A new hardwood floor will greatly improve the look of your home, and may also increase its value for when you sell it. Hiring the right flooring contractor to do the job professionally is key, but you can play a role in the success of the new flooring. The last thing you want is a creaky floor, as the constant sound as people walk across it can be disruptive. Fortunately, this issue is typically easy to address, and you can do the work yourself to save on the cost of the flooring installation. Anyone can complete these steps with a few basic supplies and the right know-how. Here's how to proceed.
Buy The Right Supplies
The process of reducing the creakiness of a hardwood floor begins before the hardwood goes down. When the bare plywood is exposed, perhaps after you've had the other flooring torn up, screwing down a series of screws throughout the floor will increase its stability and reduce any creaking. To complete this job, you'll need a power drill and a large box of floor screws. It's also a good idea to invest in a quality pair of knee pads, as you'll be performing the entire job while kneeling.
Understand The Process
Before you jump into the job, take a minute to survey the room and truly understand what you need to do. When you look at the bare plywood floor, you'll see several straight lines of nails or screws. This hardware is holding the plywood to the flooring joists below; the nails or screws are hammered or screwed along the length of each joist, so the heads of the hardware indicate the placement of the joists. Typically, the hardware will be visible every few inches, although this can differ depending on how the floor is installed. You'll need to drive your screws between each of the existing nails or screws.
Doing The Job
Load a screw in your power drill, kneel so that you're right over the joist, and screw the screw into place.

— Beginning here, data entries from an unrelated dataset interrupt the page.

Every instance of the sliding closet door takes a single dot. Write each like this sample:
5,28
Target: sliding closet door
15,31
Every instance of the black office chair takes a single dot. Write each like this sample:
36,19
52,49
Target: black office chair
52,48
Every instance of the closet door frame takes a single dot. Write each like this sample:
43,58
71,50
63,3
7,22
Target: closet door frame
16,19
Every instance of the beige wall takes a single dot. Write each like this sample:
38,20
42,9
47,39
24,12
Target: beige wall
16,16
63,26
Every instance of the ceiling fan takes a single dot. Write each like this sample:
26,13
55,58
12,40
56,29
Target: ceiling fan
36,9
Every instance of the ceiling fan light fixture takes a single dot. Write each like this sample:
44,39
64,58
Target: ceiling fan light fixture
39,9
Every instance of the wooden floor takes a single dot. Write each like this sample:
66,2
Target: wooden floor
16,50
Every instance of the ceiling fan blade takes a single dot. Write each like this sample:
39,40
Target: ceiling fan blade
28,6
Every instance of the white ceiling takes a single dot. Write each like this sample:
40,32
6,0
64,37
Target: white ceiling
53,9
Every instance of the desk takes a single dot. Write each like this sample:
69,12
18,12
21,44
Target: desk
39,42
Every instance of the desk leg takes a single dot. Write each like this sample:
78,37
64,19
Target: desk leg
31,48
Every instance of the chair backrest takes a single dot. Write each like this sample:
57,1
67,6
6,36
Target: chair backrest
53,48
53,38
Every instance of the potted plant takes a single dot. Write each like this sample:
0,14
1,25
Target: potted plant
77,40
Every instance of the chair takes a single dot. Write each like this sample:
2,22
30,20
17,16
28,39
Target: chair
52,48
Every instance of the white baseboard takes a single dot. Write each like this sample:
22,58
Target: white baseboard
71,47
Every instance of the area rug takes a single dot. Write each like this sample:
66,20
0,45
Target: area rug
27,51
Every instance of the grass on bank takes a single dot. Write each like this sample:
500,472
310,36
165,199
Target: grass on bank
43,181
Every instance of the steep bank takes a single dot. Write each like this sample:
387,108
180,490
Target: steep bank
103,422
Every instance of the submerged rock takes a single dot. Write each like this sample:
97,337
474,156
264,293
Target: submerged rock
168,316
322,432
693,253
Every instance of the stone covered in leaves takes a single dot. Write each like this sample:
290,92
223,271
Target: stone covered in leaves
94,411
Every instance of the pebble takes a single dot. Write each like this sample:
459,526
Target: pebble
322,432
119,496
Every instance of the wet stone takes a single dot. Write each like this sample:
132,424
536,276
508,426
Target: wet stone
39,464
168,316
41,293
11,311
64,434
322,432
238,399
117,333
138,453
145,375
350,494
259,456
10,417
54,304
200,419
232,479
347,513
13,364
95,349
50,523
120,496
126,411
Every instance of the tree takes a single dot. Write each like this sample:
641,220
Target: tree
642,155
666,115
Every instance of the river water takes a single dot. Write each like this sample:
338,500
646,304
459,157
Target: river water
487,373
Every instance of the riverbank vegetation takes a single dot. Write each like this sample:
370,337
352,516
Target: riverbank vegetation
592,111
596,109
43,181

You'll know that it has grabbed hold of the joist when the screw head buries itself into the plywood slightly. Make sure that the screw heads are below the level of the plywood; if they're too high, they'll interfere with the placement of the hardwood flooring. Occasionally, you may miss one of the joists; this is evident when the screw doesn't pull itself down into the plywood. Rather, it will typically get cinched down and then spin. Simply reserve the drill, pull the screw back up, and drive it again. Repeat the process along each of the joists, and you'll be glad you invested time in this project once the hardwood is down.